Djokovic admits travel declaration had incorrect information
MELBOURNE, Australia (AP) —
Novak Djokovic has acknowledged that his Australian travel declaration form contained incorrect information, as the government nears a decision on whether to deport the Serbian tennis star, who is not vaccinated against COVID-19, on public interest grounds.
The men’s tennis No. 1 had his visa canceled on arrival in Melbourne last week when his vaccination exemption was questioned, but he won a legal battle on procedural grounds that allowed him to stay in the country. He still faces the prospect of deportation — a decision that is entirely at the discretion of Australia’s Immigration Minister Alex Hawke if deemed to be in the public interest for health and safety reasons.
Hawke has been considering the question since a judge reinstated Djokovic’s visa on Monday.
Deputy Prime Minister Barnaby Joyce said most Australians disapproved of the nine-time and defending Australian Open champion coming to Melbourne to compete in breach of the nation’s tough pandemic quarantine rules.
“Most of us thought because Mr. Djokovic hadn’t been vaxxed twice that he would be asked to leave,” Joyce told Nine Network television on Thursday. “Well, that was our view, but it wasn’t the court’s view.”

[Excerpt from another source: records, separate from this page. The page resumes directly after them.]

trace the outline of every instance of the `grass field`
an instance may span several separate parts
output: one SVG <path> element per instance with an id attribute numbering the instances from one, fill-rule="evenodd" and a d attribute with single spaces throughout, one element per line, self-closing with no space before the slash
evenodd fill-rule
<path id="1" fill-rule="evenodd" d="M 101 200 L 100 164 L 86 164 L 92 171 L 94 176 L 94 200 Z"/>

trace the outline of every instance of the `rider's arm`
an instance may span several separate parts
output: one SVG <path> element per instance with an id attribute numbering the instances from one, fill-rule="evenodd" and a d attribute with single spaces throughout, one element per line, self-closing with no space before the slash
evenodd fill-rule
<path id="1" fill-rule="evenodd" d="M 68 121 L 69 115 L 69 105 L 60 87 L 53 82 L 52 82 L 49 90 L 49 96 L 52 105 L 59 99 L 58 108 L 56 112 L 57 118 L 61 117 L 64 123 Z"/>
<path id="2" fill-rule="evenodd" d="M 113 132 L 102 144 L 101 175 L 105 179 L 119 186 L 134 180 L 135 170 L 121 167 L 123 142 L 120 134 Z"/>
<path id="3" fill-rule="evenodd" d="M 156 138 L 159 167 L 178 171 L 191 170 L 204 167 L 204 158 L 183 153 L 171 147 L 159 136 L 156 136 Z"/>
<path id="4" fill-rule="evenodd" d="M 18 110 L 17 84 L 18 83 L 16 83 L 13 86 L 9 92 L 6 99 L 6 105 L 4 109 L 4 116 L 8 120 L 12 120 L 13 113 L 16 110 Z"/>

“The vast majority of Australians … didn’t like the idea that another individual, whether they’re a tennis player or … the king of Spain or the Queen of England, can come up here and have a different set of rules to what everybody else has to deal with,” Joyce added.
The debate over Djokovic’s presence in Australia rages against a backdrop of surging COVID-19 infections across the nation.
Victoria state, which hosts the Australian Open, on Thursday eased seven-day isolation rules for close contacts of those infected in sectors including education and transport to curb the number of employees staying away from work.